After the Plaintiff’s acquisition of shares 1, the Defendant expressed a public opinion that it would not impose gift tax on the second shares acquisition by not imposing gift tax. Since the Plaintiff trusted this and acquired the second shares by participating in the capital increase with capital increase issued by the corporation, the instant disposition was unlawful since it violated the principle of trust protection.
○ At the bottom of the 5th judgment of the first instance court, the following shall be added:
Therefore, the Plaintiff’s assertion that “employee” under Article 19(2)2 of the former Enforcement Decree of the Inheritance Tax and Gift Tax Act (amended by Presidential Decree No. 23040, Jul. 25, 2011) should be confined to a person who is directly in use with the largest shareholder, or a commercial employee under the Commercial Act is not accepted (see, e.g., Supreme Court Decisions 2016Du5926, Mar. 30, 201; 2012Hun-Ga5, Sept. 24, 2015). The legislative intent of Article 41-3(1) of the former Inheritance Tax and Gift Tax Act (amended by Act No. 11130, Dec. 31, 2011) is to promote tax equality by imposing gift tax on the listed interest of unlisted stocks acquired by a person with a special relationship with the largest shareholder, etc., and thus, it is difficult to interpret the same as the Plaintiff’s employee’s relative relationship with the largest shareholder, etc. 201.
○ The 7th written judgment of the first instance court shall be deemed to be a person with special interest, and the same part shall be from the 8th to the same day.
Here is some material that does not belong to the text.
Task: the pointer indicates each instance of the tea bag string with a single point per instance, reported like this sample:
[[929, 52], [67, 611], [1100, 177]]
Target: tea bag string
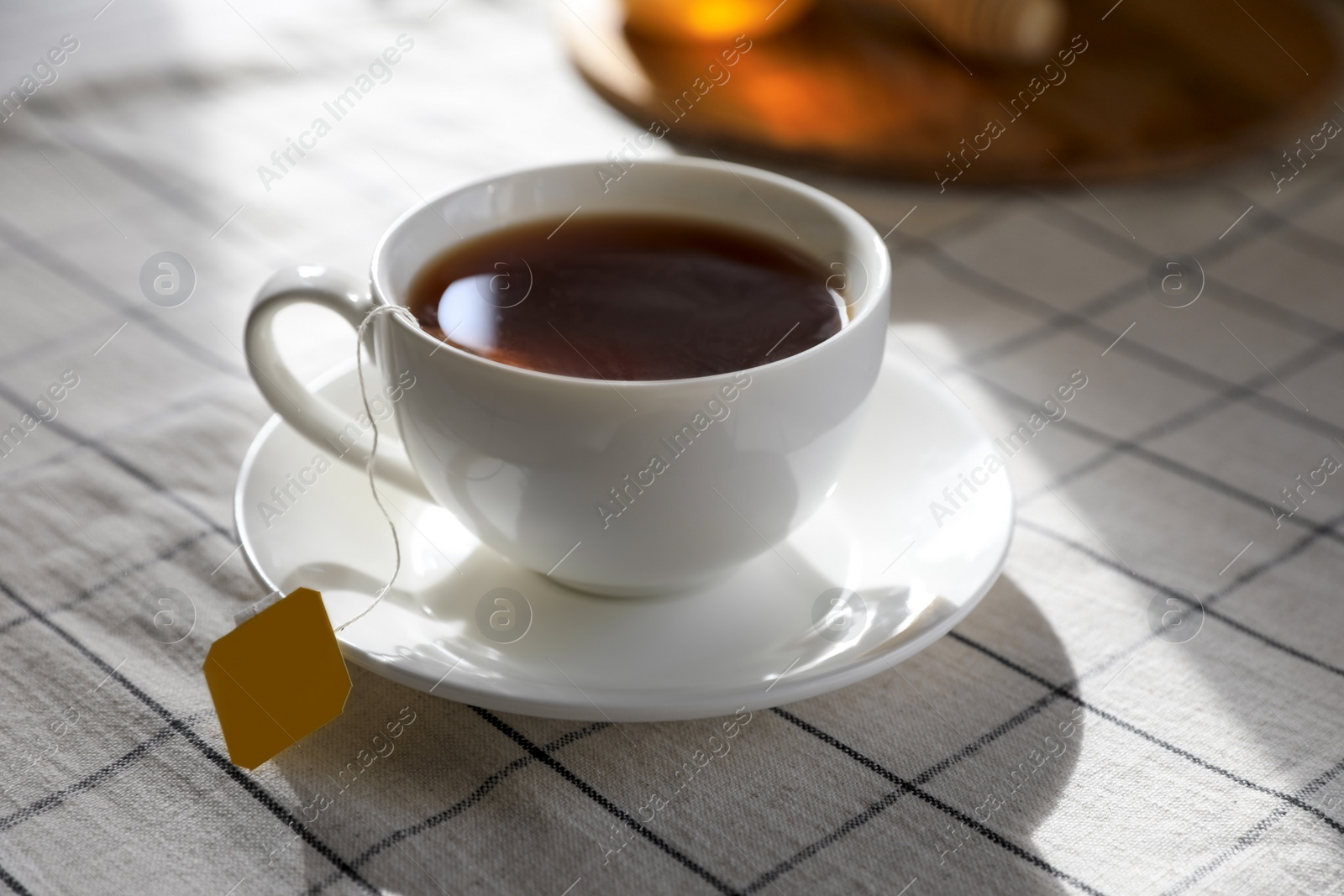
[[373, 454]]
Meanwhile, comprehensively taking account of the purport of the Plaintiff’s statement No. 2, the Plaintiff transferred 5,10 shares, which were held on June 23, 2015 and June 24, 2015, after listing on the KOSDAQ of the instant corporation, and reported capital gains tax. According to such report, it is recognized that the Plaintiff’s shares transferred are indicated as shares acquired on June 24, 2010. According to the above, shares subject to capital gains tax are unrelated to the first and second shares, which are subject to taxation, and the first and second shares, which are subject to taxation. Thus, the Plaintiff’s assertion on double taxation is without merit [the Plaintiff’s shares transferred by the Plaintiff are deemed as 1 shares, 200 won, and 163 subparag. 10 of the former Enforcement Decree of the Income Tax Act (amended by Presidential Decree No. 25193, Feb. 21, 2014). However, the Plaintiff’s taxation of capital gains tax was not based on the premise that the Plaintiff would be subject to taxation of gift tax.
In addition, Article 41-3(2)3 of the former Inheritance Tax and Gift Tax Act (amended by Act No. 11845, May 28, 2013) provides that "the date on which three months have elapsed from the date of listing" as the base date for the settlement of accounts, which sets a certain point of time at the base date for the settlement of accounts in order to reasonably calculate the listing profit and exclude the arbitrary calculation by the tax authorities (see, e.g., Constitutional Court Decision 2012Hun-Ga5, Sept. 24, 2015). Since the issue of whether the price drop or the listing profit has been realized after the base date for the settlement of accounts cannot be considered as the factor to be considered in the calculation of the listing profit, the Plaintiff’s assertion on this different premise
2. Conclusion
Therefore, the judgment of the first instance court is justifiable, and the plaintiff's appeal is dismissed as it is without merit.